问题
I have a python
script that I am running on a SLURM
cluster for multiple input files:
#!/bin/bash
#SBATCH -p standard
#SBATCH -A overall
#SBATCH --time=12:00:00
#SBATCH --output=normalize_%A.out
#SBATCH --error=normalize_%A.err
#SBATCH --nodes=1
#SBATCH --ntasks=1
#SBATCH --cpus-per-task=20
#SBATCH --mem=240000
HDF5_DIR=...
OUTPUT_DIR=...
NORM_SCRIPT=...
norm_func () {
local file=$1
echo "$file"
python $NORM_SCRIPT -data $file -path $OUTPUT_DIR
}
# Doing normalization in parallel
for file in $HDF5_DIR/*; do norm_func "$file" & done
wait
The python script is just loading a dataset (scRNAseq
), does its normalization and saves as .csv
file. Some major lines of code in it are:
f = h5py.File(path_to_file, 'r')
rawcounts = np.array(rawcounts)
unique_code = np.unique(split_code)
for code in unique_code:
mask = np.equal(split_code, code)
curr_counts = rawcounts[:,mask]
# Actual TMM normalization
mtx_norm = gmn.tmm_normalization(curr_counts)

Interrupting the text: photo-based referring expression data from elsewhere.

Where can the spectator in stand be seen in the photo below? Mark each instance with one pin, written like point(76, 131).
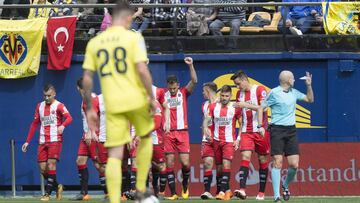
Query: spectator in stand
point(298, 19)
point(90, 19)
point(228, 16)
point(165, 17)
point(41, 12)
point(141, 17)
point(198, 19)
point(64, 11)
point(19, 13)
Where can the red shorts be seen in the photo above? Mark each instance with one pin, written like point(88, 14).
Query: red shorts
point(102, 153)
point(177, 141)
point(51, 150)
point(255, 142)
point(86, 150)
point(223, 150)
point(158, 154)
point(207, 149)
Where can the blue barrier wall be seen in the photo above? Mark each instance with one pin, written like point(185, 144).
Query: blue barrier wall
point(333, 117)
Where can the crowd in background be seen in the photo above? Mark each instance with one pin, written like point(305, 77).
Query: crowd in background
point(194, 21)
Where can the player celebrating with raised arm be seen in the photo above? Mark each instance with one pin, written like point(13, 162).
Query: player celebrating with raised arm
point(224, 116)
point(283, 139)
point(89, 148)
point(53, 117)
point(119, 56)
point(207, 146)
point(178, 138)
point(253, 137)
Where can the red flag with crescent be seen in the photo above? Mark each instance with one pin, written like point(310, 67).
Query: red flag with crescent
point(60, 40)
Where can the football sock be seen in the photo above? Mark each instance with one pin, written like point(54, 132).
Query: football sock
point(163, 179)
point(125, 180)
point(113, 183)
point(225, 180)
point(51, 182)
point(218, 182)
point(155, 180)
point(263, 173)
point(186, 174)
point(133, 179)
point(143, 161)
point(290, 177)
point(275, 178)
point(103, 182)
point(243, 173)
point(207, 180)
point(171, 180)
point(84, 178)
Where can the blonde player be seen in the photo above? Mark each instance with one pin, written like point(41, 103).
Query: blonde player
point(119, 57)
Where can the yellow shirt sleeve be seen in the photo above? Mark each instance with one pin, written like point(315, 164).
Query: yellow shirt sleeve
point(140, 50)
point(89, 60)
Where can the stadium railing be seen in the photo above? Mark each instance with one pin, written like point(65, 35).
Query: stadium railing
point(171, 36)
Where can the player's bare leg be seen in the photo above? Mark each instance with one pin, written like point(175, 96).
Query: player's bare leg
point(208, 176)
point(101, 169)
point(275, 175)
point(113, 173)
point(83, 173)
point(225, 193)
point(185, 163)
point(170, 162)
point(263, 174)
point(159, 172)
point(44, 172)
point(243, 174)
point(143, 161)
point(293, 162)
point(51, 181)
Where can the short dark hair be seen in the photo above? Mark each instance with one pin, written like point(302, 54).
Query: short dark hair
point(211, 85)
point(240, 74)
point(225, 89)
point(79, 83)
point(121, 6)
point(47, 87)
point(171, 79)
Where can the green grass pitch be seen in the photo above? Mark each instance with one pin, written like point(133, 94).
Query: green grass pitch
point(197, 200)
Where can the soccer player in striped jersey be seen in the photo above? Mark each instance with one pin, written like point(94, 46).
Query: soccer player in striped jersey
point(207, 145)
point(178, 138)
point(92, 149)
point(224, 117)
point(253, 136)
point(53, 117)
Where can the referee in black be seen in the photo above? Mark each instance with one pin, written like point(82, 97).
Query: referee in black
point(283, 139)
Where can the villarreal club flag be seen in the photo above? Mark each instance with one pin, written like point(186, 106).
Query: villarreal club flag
point(20, 47)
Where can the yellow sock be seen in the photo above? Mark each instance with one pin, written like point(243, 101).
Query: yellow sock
point(143, 161)
point(113, 179)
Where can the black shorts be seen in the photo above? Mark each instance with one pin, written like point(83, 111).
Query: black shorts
point(283, 140)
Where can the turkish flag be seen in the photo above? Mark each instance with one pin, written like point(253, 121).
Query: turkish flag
point(60, 40)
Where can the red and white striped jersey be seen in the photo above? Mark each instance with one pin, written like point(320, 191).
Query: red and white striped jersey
point(157, 134)
point(51, 117)
point(178, 108)
point(255, 96)
point(205, 111)
point(157, 92)
point(224, 121)
point(102, 129)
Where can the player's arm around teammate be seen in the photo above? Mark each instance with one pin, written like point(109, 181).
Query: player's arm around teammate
point(190, 86)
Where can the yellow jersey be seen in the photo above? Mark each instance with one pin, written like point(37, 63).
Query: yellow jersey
point(113, 54)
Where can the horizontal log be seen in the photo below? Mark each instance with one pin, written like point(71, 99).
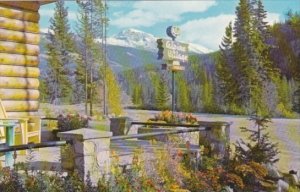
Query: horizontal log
point(19, 48)
point(23, 15)
point(19, 83)
point(20, 106)
point(17, 25)
point(19, 71)
point(14, 59)
point(19, 37)
point(23, 5)
point(19, 94)
point(22, 114)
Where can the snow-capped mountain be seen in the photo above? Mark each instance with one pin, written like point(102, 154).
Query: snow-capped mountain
point(130, 48)
point(141, 40)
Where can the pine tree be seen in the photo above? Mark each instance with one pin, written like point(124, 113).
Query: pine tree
point(162, 94)
point(260, 149)
point(182, 94)
point(208, 94)
point(137, 93)
point(90, 22)
point(114, 93)
point(226, 69)
point(59, 51)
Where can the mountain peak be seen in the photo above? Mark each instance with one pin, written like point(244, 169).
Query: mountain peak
point(139, 39)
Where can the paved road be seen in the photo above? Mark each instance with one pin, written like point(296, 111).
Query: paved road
point(285, 132)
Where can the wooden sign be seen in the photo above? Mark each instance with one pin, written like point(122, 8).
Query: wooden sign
point(171, 50)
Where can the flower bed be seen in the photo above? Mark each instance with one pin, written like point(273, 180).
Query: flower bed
point(168, 117)
point(70, 122)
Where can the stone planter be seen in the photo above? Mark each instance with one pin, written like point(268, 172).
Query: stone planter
point(120, 125)
point(181, 138)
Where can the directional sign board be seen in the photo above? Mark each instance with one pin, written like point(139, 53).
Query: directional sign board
point(171, 50)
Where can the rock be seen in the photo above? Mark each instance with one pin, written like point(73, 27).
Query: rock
point(227, 189)
point(282, 186)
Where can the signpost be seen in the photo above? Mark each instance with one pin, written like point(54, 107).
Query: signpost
point(173, 53)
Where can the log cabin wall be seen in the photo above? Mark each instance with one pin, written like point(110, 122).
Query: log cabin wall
point(19, 61)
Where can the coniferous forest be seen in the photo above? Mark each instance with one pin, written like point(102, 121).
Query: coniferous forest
point(256, 70)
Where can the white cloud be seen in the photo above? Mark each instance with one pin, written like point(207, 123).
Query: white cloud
point(149, 13)
point(207, 32)
point(49, 13)
point(210, 31)
point(273, 18)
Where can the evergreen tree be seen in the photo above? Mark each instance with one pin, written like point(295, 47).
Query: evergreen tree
point(162, 94)
point(182, 94)
point(208, 94)
point(260, 149)
point(59, 51)
point(226, 70)
point(137, 93)
point(91, 20)
point(114, 93)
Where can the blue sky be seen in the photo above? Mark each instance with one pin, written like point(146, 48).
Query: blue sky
point(201, 21)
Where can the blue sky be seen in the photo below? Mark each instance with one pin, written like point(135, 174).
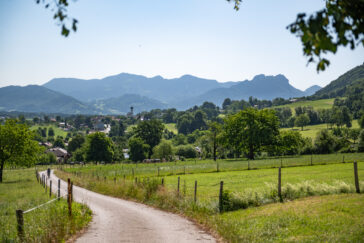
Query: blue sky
point(205, 38)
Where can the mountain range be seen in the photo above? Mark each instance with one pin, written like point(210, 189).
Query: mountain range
point(116, 94)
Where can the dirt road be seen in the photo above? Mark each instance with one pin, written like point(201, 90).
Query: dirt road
point(118, 220)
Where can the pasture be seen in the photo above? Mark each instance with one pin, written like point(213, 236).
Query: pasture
point(316, 104)
point(50, 223)
point(57, 131)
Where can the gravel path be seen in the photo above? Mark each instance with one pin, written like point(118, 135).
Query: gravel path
point(118, 220)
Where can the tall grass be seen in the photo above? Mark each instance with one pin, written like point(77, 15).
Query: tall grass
point(49, 223)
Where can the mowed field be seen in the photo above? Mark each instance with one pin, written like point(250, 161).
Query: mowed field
point(311, 131)
point(320, 203)
point(57, 131)
point(50, 223)
point(316, 104)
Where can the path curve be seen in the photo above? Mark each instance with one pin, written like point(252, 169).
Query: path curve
point(118, 220)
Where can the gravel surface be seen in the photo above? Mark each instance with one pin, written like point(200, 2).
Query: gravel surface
point(118, 220)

# Writing the results into .csv file
csv_path = path_to_save + "/" + file_name + "_" + str(code) + ".csv"
with open(csv_path,'w', encoding='utf8') as csvfile:
writer = csv.writer(csvfile, delimiter=',')
writer.writerow(["", cell_ids])
for idx, row in enumerate(mtx_norm):
writer.writerow([gene_symbols[idx], row])
I keep getting step memory exceeded
error for datasets that are above 10Gb
and I am not sure why. How I can change my .slurm
script or python
code to reduce its memory usage? How can I actually identify what causes the memory
problem, is there a particular way of debugging the memory in this case? Any suggestions would be greatly appreciated.
回答1:
You can get refined information by using srun
to start the python scripts:
srun python $NORM_SCRIPT -data $file -path $OUTPUT_DIR
Slurm will then create one 'step' per instance of your python script, and report information (errors, return codes, memory used, etc.) for each step independently in the accounting, which you can interrogate with the sacct
command.
If configured by the administrators, use the --profile
option to get a timeline of the memory usage of each step.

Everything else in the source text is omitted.